Sus ojos habían sido testigo de los mismos hechos que los niños aprendían a través de gordos libros en la escuela.
Los unificaba la complicidad de guardarse los secretos más jugosos de los pueblerinos.
Como el de la tierna abuela de la esquina principal, que en la actualidad repartía a los nov caramelos, pero que en sus épocas de juventud enloqueciera con los vaivenes de sus caderas a cuanto milico se le cruzase; o el del sexagenario profesor Jeremías, cuando entregado a las solitarias urgencias juveniles fuera sorprendido por su madre quien le propinara un revés tan intenso originando la cicatriz en la mejilla que ocultaba con la tupida barba semi cana.
Fue ese tesoro invalorable, la memoria de su pueblo, que rivalizaron incansablemente cada día de sus vidas.
Una tardecita, apenas entradas las primeras sombras de la noche, el bar de los Andrade recién comenzaba a vestirse para recibir la clientela.
Un par de jóvenes apostaban la próxima cerveza en una partida de billar, un forastero, haciendo un descanso en el camino, bebía un refrigerio y Don José, sólo en la mesa, buscaba entre las docenas de papeles que acumulaba en los bolsillo, la caja de cigarrillos comprada camino al recinto.
El mayor de los Andada llevaba el registro de deudores en un viejo cuaderno, mientras que el menor, recostado en el marco de la puerta echaba un vistazo al leve movimiento de vehículos por las polvorientas calles del centro.
De pronto, como una ráfaga de inesperado viento, un muchacho lo atropello ciego por la noticia que traía en la garganta, volteó el taco que aguardaba erguido su próxima jugada, e ignorando a Don José se apoyo un instante en la barra de lustrosa madera y soltó la novedad.
Don Emilio está muerto.
Como vino se fue, y tras él los muchachos olvidando la cerveza, los Andrade olvidando la clientela y el forastero pretendiendo el olvido de pagar su cuenta.
Únicamente Don José quedó bebiendo su vino, inmutable, inalterable ante el suceso. La muerte, disfrazada con el más piadoso de los trajes, había visitado a Don Emilio, cumpliendo con el ultimo deseo, temprano por la tarde mientras hacia su rigurosa siesta.
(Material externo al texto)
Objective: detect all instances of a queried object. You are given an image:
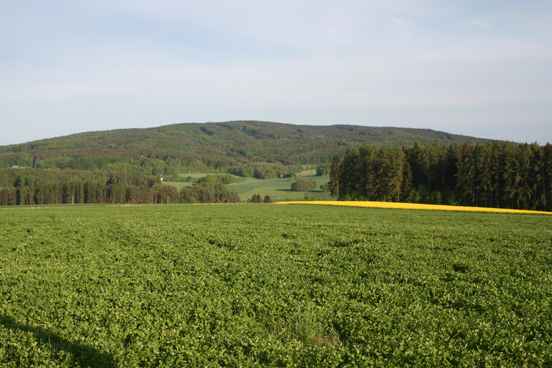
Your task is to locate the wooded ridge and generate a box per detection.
[0,121,492,175]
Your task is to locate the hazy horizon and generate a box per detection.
[0,0,552,145]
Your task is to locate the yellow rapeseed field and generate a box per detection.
[277,201,552,215]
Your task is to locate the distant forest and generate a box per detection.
[0,121,552,211]
[330,142,552,211]
[0,168,240,206]
[0,121,492,174]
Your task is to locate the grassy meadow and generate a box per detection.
[165,170,332,202]
[0,203,552,367]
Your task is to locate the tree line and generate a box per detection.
[329,141,552,211]
[0,169,240,206]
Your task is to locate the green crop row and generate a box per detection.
[0,204,552,367]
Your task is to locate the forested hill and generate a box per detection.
[0,121,492,170]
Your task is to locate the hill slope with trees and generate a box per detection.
[0,121,492,172]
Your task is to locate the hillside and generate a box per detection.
[0,121,492,174]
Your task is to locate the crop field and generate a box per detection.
[0,204,552,367]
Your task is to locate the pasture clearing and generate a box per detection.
[164,170,331,202]
[0,204,552,367]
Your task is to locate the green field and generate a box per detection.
[165,170,332,202]
[0,204,552,367]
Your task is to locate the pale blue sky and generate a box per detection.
[0,0,552,145]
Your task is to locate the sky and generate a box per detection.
[0,0,552,145]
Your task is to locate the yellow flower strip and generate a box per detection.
[277,201,552,215]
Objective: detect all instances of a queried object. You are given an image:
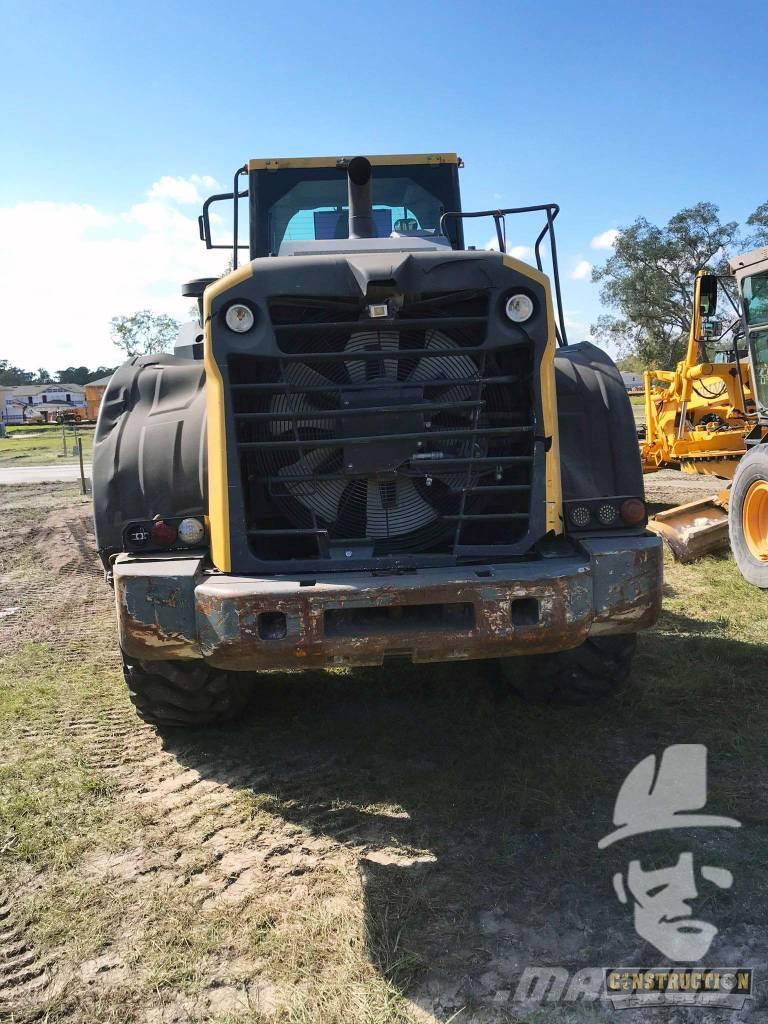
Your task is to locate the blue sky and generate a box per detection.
[0,0,768,369]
Siempre se le había oído decir que sólo podría hacerse amigo de la muerte si esta le daba el gusto de sorpréndelo dormido.
Todo el pueblo se congregó en la casa del difunto para despedir los restos, que entrado el próximo amanecer descansarían en el mismo suelo que le viera envejecer. Todo el pueblo, a excepción de Don José; tal ausencia no asombró a nadie, era de esperarse tras una vida debatiéndose a duelo.
Cerrada la madrugada se fueron vaciando las habitaciones. Al disimulo, uno tras otro, los dolientes se retiraron a sus casas, y ya cuando la misma luna se marchaba, el cuerpo de Don Emilio sufrió el frió más intenso que podía recibir en esta tierra, el de la soledad más solitaria.
Cuando el alba despuntó definitivamente, un puñado de pueblerinos se arrimó a ofrecer los últimos minutos de compañía al fallecido.
La sala, encerraba por si mismo el misterio tangible de la muerte.
Las flores, como adivinando la ocasión, despedían la típica aroma pesado y sofocante de los cementerios y allí, junto al largo féretro de Don Emilio, una humilde sillita de madera, contenía a medias el cuerpo de Don José, empequeñecido por el infortunio de haber muerto, gozando de tan buena salud, a los 87 años, de un repentino ataque de tristura.